Mapping 'superhighways' travelled by first Australians

'Superhighways' used by a population of up to 6.5 million Indigenous Australians to navigate the continent tens of thousands of years ago have been revealed by new research using sophisticated modelling of past people and landscapes.

The new insights into how people not only survived, but thrived, in harsh environments provide further evidence of the capacity and resilience of the ancestors of Indigenous people, and help paint a picture of large, well-organised groups navigating tough terrain.

The 'peopling' of Sahul - the combined mega continent that joined Australia with New Guinea when sea levels were lower than today - could have taken as little as 5,000 years as people moved from the far northwest, all the way to Tasmania in the southeast.

Models also predict that the total population of Sahul could have reached as much as 6.5 million people, according to the studies led by researchers from the Australian Research Council Centre of Excellence for Australian Biodiversity and Heritage (CABAH).

Many Aboriginal cultures believe people have always been here, while others have strong oral histories of ancestral beings arriving from the north.

While there are many hypotheses about where, how and when Indigenous Australians first settled in Sahul, archaeological evidence is scarce.

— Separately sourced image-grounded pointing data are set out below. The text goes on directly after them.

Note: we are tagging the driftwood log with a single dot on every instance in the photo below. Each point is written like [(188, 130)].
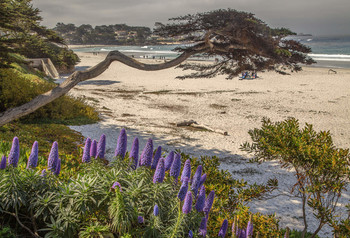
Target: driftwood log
[(80, 76), (194, 124)]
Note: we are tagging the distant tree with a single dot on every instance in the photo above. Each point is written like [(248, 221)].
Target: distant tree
[(21, 32), (238, 39)]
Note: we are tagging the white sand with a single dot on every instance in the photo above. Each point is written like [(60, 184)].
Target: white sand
[(149, 104)]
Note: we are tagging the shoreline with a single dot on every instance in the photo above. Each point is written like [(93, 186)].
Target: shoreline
[(149, 104)]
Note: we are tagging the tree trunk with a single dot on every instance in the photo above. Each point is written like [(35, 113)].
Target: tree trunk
[(79, 76), (304, 216)]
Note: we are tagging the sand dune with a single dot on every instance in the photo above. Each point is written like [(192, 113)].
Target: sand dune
[(149, 104)]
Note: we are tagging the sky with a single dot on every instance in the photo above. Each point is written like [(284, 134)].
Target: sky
[(316, 17)]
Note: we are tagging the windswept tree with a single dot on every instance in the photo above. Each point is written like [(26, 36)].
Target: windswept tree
[(237, 39)]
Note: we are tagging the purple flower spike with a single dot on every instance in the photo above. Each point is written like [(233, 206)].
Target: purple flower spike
[(159, 174), (202, 180), (250, 228), (156, 210), (201, 199), (43, 173), (14, 152), (58, 168), (53, 157), (196, 180), (186, 172), (183, 189), (33, 158), (203, 227), (156, 157), (115, 185), (242, 233), (3, 162), (134, 153), (147, 153), (187, 207), (93, 149), (176, 167), (86, 153), (121, 144), (169, 160), (234, 231), (140, 219), (101, 147), (209, 202), (223, 229)]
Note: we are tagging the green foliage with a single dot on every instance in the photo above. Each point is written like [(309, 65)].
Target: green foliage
[(231, 197), (19, 85), (321, 169), (80, 200), (6, 232)]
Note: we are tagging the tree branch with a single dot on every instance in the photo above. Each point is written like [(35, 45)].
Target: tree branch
[(80, 76)]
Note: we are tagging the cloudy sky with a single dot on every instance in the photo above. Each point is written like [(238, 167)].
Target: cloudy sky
[(317, 17)]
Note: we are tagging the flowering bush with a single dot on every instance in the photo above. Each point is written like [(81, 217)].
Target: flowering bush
[(120, 199)]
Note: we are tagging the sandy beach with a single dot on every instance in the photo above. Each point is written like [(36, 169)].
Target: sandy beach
[(149, 104)]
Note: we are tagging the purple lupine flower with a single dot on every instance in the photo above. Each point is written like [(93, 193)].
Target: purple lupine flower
[(203, 227), (156, 210), (209, 202), (93, 149), (14, 152), (53, 157), (3, 162), (134, 153), (201, 199), (169, 160), (43, 173), (223, 229), (147, 153), (202, 180), (250, 228), (159, 174), (234, 225), (58, 167), (286, 235), (33, 158), (196, 180), (86, 153), (140, 219), (156, 157), (183, 189), (187, 207), (122, 144), (101, 147), (186, 172), (242, 233), (115, 185), (176, 167)]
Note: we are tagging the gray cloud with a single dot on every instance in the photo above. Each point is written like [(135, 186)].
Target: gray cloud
[(319, 17)]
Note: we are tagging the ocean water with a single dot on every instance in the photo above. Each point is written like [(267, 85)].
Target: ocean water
[(327, 51)]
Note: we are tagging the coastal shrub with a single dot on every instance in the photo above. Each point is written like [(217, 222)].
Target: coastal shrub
[(107, 200), (18, 86), (321, 169)]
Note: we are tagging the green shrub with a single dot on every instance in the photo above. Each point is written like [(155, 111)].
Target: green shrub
[(322, 170), (80, 200)]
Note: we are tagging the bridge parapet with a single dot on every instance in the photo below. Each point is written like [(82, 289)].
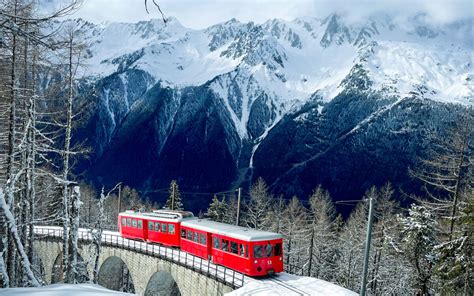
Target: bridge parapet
[(193, 275)]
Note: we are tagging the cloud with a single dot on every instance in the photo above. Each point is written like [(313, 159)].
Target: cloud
[(203, 13)]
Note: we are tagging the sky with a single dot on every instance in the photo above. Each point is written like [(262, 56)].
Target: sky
[(200, 14)]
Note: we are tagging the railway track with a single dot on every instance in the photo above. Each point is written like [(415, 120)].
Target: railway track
[(274, 279)]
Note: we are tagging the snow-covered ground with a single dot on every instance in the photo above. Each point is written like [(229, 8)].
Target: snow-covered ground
[(61, 290), (288, 285)]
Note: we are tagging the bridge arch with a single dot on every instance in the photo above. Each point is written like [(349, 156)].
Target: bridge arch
[(162, 283), (115, 275), (143, 268), (57, 275)]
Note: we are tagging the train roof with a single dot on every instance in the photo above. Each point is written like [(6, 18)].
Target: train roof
[(163, 215), (238, 232)]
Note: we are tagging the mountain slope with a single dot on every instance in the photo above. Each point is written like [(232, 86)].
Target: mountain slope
[(298, 102)]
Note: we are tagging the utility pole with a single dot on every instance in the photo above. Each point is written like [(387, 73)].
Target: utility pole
[(120, 198), (367, 247), (172, 195), (237, 218)]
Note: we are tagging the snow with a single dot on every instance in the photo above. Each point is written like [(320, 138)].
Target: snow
[(114, 238), (60, 290), (25, 262), (280, 283), (288, 285)]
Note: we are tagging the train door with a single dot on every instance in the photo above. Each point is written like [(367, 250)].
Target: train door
[(209, 245)]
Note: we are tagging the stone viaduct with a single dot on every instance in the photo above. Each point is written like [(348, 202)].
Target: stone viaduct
[(150, 274)]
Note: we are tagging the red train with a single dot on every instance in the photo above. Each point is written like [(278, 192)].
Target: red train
[(252, 252)]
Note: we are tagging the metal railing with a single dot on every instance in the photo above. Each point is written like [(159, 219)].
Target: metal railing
[(219, 273)]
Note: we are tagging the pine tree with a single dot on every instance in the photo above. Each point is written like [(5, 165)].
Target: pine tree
[(257, 208), (322, 243), (295, 233), (230, 215), (418, 240), (351, 242), (455, 266), (217, 209), (174, 200)]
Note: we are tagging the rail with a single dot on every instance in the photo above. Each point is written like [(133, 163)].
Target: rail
[(219, 273)]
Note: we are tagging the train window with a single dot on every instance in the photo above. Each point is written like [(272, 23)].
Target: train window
[(225, 245), (217, 243), (234, 247), (268, 250), (258, 251), (278, 249), (244, 251)]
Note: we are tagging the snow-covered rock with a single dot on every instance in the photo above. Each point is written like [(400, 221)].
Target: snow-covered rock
[(61, 290), (208, 106)]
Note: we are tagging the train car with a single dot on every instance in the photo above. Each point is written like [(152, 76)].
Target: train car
[(161, 226), (252, 252)]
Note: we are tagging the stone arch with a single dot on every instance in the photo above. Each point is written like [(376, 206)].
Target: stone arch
[(115, 275), (162, 283), (38, 267), (57, 275)]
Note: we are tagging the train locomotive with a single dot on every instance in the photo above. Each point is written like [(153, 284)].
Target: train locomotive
[(252, 252)]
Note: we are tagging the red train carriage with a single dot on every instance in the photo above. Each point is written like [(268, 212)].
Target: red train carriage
[(253, 252), (160, 226)]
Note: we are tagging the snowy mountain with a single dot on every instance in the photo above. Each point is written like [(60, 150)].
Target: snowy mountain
[(298, 102)]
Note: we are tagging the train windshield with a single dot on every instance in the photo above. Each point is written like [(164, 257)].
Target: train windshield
[(268, 250), (278, 249), (258, 251)]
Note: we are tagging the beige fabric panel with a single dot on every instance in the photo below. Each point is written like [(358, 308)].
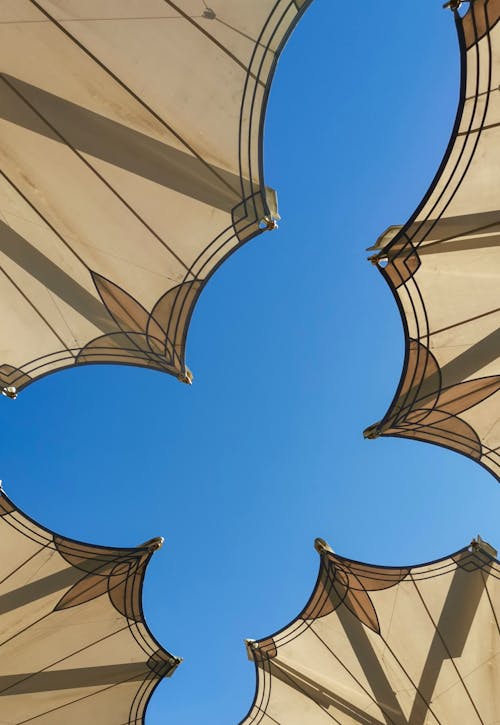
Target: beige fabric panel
[(444, 268), (131, 153), (74, 645), (418, 648)]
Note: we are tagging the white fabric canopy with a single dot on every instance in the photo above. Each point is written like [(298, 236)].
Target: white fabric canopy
[(375, 645), (443, 267), (131, 166)]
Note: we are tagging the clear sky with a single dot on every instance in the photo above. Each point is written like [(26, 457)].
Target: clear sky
[(296, 346)]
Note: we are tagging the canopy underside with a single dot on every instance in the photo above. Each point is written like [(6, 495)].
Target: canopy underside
[(387, 646), (443, 267), (131, 165)]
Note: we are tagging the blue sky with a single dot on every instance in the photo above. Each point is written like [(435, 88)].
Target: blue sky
[(296, 346)]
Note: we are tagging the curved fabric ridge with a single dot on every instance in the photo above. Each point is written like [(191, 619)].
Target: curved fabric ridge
[(443, 268), (413, 645), (74, 644), (131, 167)]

Now, a group of multidisciplinary experts have collaborated to investigate these questions using state-of-the-art modelling techniques, with the findings published in two companion papers in Nature Communications and Nature Human Behaviour.

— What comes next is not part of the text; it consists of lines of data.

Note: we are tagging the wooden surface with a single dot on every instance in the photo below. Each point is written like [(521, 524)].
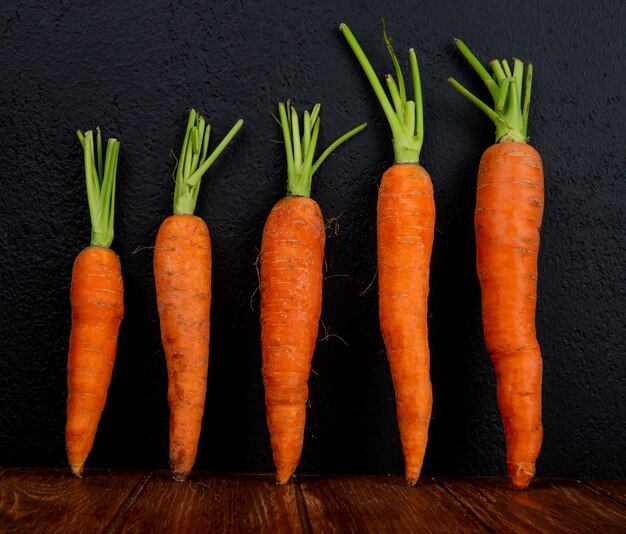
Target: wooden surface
[(51, 500)]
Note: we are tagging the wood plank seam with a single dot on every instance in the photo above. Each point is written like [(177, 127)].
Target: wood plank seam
[(465, 507), (303, 513), (590, 485), (127, 502)]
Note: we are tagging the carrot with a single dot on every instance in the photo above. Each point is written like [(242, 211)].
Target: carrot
[(97, 300), (405, 233), (509, 209), (182, 273), (292, 255)]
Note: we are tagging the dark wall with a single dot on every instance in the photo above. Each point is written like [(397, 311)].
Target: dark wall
[(136, 70)]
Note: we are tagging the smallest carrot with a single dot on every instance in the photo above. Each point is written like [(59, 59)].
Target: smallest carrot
[(97, 299)]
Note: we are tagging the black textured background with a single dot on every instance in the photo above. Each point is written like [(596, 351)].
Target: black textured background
[(135, 68)]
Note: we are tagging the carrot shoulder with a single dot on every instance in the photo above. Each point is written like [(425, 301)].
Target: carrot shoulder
[(292, 255), (405, 233), (97, 300), (509, 209), (182, 273)]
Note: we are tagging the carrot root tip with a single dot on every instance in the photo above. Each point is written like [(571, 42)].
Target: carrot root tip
[(77, 469), (521, 474), (180, 476)]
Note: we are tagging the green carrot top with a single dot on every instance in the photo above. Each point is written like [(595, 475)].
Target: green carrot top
[(510, 111), (100, 185), (405, 117), (300, 149), (194, 161)]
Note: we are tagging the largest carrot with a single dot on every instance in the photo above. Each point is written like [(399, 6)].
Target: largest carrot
[(405, 228), (182, 273), (292, 254), (509, 208), (97, 298)]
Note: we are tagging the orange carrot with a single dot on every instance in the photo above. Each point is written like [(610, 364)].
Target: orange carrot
[(182, 273), (509, 209), (292, 255), (405, 233), (97, 299)]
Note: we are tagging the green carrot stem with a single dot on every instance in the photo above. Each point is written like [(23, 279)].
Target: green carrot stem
[(194, 162), (407, 132), (100, 185), (300, 147), (527, 87), (509, 113)]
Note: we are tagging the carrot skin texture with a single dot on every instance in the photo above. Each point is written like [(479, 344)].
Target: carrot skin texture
[(182, 272), (97, 300), (405, 228), (292, 255), (509, 209)]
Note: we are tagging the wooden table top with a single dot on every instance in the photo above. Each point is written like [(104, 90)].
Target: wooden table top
[(51, 500)]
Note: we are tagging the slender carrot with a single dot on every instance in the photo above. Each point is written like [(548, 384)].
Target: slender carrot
[(182, 273), (405, 228), (509, 209), (97, 299), (292, 254)]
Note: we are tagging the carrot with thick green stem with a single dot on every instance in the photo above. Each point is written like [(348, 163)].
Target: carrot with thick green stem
[(405, 233), (509, 209), (97, 299), (292, 255), (182, 273)]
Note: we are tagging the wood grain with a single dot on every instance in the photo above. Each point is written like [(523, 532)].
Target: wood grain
[(613, 488), (382, 504), (547, 506), (53, 500), (212, 503)]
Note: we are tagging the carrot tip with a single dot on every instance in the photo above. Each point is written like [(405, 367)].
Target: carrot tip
[(180, 476), (521, 474), (77, 469)]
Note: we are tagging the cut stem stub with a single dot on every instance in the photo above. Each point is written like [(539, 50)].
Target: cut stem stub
[(300, 146), (510, 110)]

Real-world data about long-distance dispersal of people, human survival, fertility rates and the chance of natural disasters were used in combination with principles of human ecology and behaviour and with anthropological, ecological and environmental data to model the peopling of Sahul, in the Nature Communications study led by Professor Corey Bradshaw, CABAH Chief Investigator at Flinders University.

Data for the 10 million km2 super-continent were used to develop a simulation model and run more than 120 scenarios to predict population size and growth rate. Strongest support was found for the arrival of people 50,000 or 75,000 years ago, with the average establishment rate of 1 km per year emerging from the model giving rise to a maximum population of up to 6.5 million people.

"Guided by Indigenous knowledge, we are coming to appreciate the complexity, prowess, capacity and resilience of the ancestors of Indigenous people in Australia," Professor Bradshaw said. "The more we look into the deep past, the more we understand that many people have long underestimated the ingenuity of these extraordinary cultures."

To investigate travel pathways across Sahul, an international team of archaeologists, anthropologists, geographers, ecologists, geneticists, geologists, and computer scientists built the most complete digital elevation model ever constructed for the continent, including areas now underwater.

The model featured in the sister paper in Nature Human Behaviour allowed researchers to understand what early people would have seen - particularly prominent land features within a relatively flat landscape. Other factors, including the physiological capacity of people, difficulty of the terrain, and availability of water were also included.